But while there are no shocks, there are passages which require some indulgence. It isn’t just the very slow tempo of the first movement that bothers me—Tennstedt and the London Philharmonic put up a very good case for it—but the way that in places where the orchestral contribution becomes less obviously important, Kennedy seems inclined to treat the movement as a kind of colossal accompanied cadenza. He pulls the tempo about pretty freely, and brings his full resources of colour and expression to bear in a way that can yield beautiful passing details but more often saps passages of any sense of forward movement. Perhaps the most striking example comes in the coda.
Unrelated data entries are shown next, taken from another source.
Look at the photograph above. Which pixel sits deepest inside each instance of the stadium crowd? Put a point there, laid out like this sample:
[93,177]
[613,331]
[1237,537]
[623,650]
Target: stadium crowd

Many other violinists have taken Brahms’s tranquillo to imply a broadening out, but in his concern to wring the juices from every note, Kennedy brings the music near to stasis. Two other young players, Xue-Wei on ASV (see below) and Anne-Sophie Mutter on DG, are both fairly expansive here, but in both versions what really holds the attention is the way the high-soaring violin line seems to emerge in a single flight—it makes you want to hold your breath until the D major resolution at the animato. Hold your breath for Kennedy and you risk suffocation.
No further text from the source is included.